212 A.3d 1094
Pa. Super. Ct.2019Background
- On Sept. 6, 2011, two men (Appellant Nalik S. Scott and co-defendant Ibrahim Muhammed) allegedly robbed Lorena’s Grocery in Philadelphia; three family members (Porfirio Nunez, Juana Nunez, Lina Sanchez) were fatally shot and another victim injured. Police recovered multiple 9mm casings and bullets.
- Muhammed was arrested months later, gave inculpatory statements to police, and identified Appellant as his co-conspirator; store employees Jessica and Laura Nunez identified Appellant and Muhammed from photo arrays.
- Appellant and Muhammed were tried together; a jury convicted Appellant of three counts of first-degree murder and related offenses. After an irresolute penalty-phase, the trial court imposed three consecutive life sentences plus 50–100 years.
- Appellant raised twelve trial errors on appeal: voir dire limitations regarding anti-Muslim bias, excusal of death‑penalty–scruple jurors, Batson challenge to peremptory strikes, alleged prosecutorial misconduct and improper questioning/impeachment, admission of evidence about witness intimidation, expert testimony disputes (video quality and medical expert cross), and cumulative error.

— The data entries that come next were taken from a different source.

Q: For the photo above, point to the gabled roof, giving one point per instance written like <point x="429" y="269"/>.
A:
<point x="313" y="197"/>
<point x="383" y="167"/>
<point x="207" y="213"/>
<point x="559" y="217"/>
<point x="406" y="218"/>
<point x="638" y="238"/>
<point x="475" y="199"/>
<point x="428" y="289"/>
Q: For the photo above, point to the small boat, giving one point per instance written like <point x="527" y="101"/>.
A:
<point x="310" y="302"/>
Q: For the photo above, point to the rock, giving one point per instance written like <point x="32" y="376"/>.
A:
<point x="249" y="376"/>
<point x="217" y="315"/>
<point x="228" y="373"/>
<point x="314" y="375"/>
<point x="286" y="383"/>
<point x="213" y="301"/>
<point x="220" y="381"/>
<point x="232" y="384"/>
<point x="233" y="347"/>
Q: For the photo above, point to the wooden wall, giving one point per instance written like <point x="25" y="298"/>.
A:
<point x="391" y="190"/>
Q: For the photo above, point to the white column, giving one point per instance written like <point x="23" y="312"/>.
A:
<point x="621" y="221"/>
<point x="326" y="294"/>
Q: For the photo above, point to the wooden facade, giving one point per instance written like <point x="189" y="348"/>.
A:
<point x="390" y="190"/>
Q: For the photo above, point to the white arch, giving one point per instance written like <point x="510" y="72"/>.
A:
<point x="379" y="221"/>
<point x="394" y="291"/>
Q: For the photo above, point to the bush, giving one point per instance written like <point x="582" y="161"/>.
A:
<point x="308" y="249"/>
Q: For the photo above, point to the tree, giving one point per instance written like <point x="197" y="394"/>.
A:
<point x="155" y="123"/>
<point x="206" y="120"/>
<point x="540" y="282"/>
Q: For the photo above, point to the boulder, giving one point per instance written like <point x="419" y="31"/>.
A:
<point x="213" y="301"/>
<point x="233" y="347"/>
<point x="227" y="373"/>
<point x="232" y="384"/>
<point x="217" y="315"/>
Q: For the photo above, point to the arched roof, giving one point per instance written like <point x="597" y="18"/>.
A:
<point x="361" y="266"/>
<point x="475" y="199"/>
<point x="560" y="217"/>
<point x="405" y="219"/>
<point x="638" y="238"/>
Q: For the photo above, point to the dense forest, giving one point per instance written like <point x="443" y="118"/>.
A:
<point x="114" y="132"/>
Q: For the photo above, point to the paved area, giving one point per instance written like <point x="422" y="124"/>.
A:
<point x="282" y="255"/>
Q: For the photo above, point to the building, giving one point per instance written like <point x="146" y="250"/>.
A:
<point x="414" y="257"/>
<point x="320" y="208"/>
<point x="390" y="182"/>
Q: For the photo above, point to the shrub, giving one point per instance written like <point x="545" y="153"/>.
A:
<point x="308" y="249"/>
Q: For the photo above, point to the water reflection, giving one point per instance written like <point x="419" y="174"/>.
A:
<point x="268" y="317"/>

- The Superior Court reviewed claims for waiver, relevance, discretion in evidentiary rulings, Batson standards, and harmless‑error; it affirmed the judgment of sentence in all respects.
Issues
| Issue | Plaintiff's Argument (Appellant) | Defendant's Argument (Commonwealth / Trial Court) | Held |
|---|---|---|---|
| Voir dire on anti‑Muslim bias | Scott argued the court prevented individual questioning of venirepersons about bias against Muslims and that the detective’s comment made individualized inquiry necessary | Court asked a single group question about fairness toward African‑American Muslims; defense counsel accepted the court’s method at the time | Waived for lack of objection; on the merits single group question was adequate (Richardson) |
| Dismissal of jurors with death‑penalty scruples | Counsel should have been allowed to rehabilitate jurors who said beliefs would prevent imposing death or life without parole | Trial court followed Keaton authority permitting dismissal where jurors say beliefs would prevent penalty | No error; dismissal appropriate under Keaton |
| Batson challenge to peremptory strikes | Four African‑American venirepersons were struck early; strikes were pretextual | Commonwealth offered race‑neutral reasons (residency, prison job duties, staring, youth/immaturity); trial court found explanations credible | No Batson violation; trial court’s credibility findings not clearly erroneous |
| Prosecutor’s “evil” remark and appeals to emotion/race | Opening and closing statements (e.g., calling defendants “evil,” remarks about experts’ pay) inflamed jury and prejudiced defendants | Defense did not timely object to some remarks; court gave curative instruction about emotion and impartiality; some comments were within permissible bounds or supported by cross‑examination | Waived where no objection; where preserved, remarks were harmless or within advocacy limits |
| Leading questions and limits on cross‑examination | Prosecutor led witnesses and court sustained objections limiting defense cross on witnesses’ memory/perception | Court sustained relevancy objections as remote; defense often failed to cite authority or preserved objection | Issues largely waived or without merit; court did not abuse discretion |
| Admission of evidence re: witness intimidation (Facebook photos) | Introducing photos and questions about intimidation lacked connection to defendants and unfairly prejudiced jury | Evidence was admissible to explain witnesses’ prior inconsistent statements; court gave limiting instructions that defendants were not shown to be responsible | Properly admitted for limited purpose; no error |
| Detective expert on video quality (Rule 573) | Expert testimony on video quality should have been precluded for untimely report and prejudice | Court limited Detective Dunlap to technical testimony and defense counsel withdrew objection on record | Waived; in any event the testimony was constrained and permitted |
| Use of prior high‑profile case and expert impeachment | Prosecutor revealed the Colorado theater case and displayed a video still despite pretrial in limine limiting specificity | Trial court sustained objections, admonished prosecutor, excluded video unless later shown necessary; defense did not move for mistrial | Waived or harmless; trial court’s handling appropriate and no mistrial warranted |
Key Cases Cited
- Commonwealth v. Walker, 185 A.3d 969 (Pa. 2018) (separate notices of appeal required when multiple dockets are involved)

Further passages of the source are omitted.